The Canadian art world lost a leading artist; Michael and his mother, Mimi, lost the family's centre of gravity. Following Oscar's death, Mimi plunged into a deep despair from which she never recovered. She became a recluse and clung, for decades, to everything belonging to her husband, in particular his artwork. Occasionally, in need of income, Mimi would sell a piece. She moved often, to various spots in Ontario and, later, Florida, where she lived until her death in 1990. Sadly, the widow didn't take good care of Oscar's work; sometimes, Michael says, paintings were left standing in an unused bathtub. Mimi was a heavy smoker, and the years of lighting one cigarette from another left pieces darkened and dirty. With little of his work being shown or traded, the artist fell out of view.
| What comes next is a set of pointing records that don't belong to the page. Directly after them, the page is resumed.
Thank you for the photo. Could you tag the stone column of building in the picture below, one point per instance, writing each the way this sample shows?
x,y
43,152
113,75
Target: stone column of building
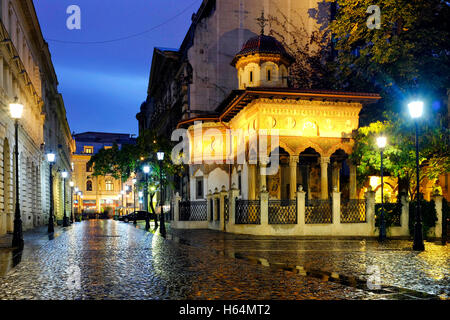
x,y
324,161
353,194
205,184
293,162
335,175
252,181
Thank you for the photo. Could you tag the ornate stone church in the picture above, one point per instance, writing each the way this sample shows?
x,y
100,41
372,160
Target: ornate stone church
x,y
314,129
For the past two years, Michael has been toiling to restore his father's reputation. "I have a vision," he declares. "By the end of 2006, Oscar Cahén should be by every measure acknowledged as a top-tier Canadian artist." The painter's son, who is retired after three decades in investment banking and says he has no artistic talent himself, is devoting all his time to the revival of Oscar's name. "Normally you'd say the goal is to have a trans-Canada show in 2007," says Michael. "That isn't the goal. It's a deliverable, a result. The objective is to see it on the walls and to have people enjoy the work." An exacting man, he worries that he comes off as overbearing. "You've been warned about me," he often says upon meeting people for the first time, "I'm intense and all that stuff. The Cahéns, we tend to throw ourselves into what we are doing."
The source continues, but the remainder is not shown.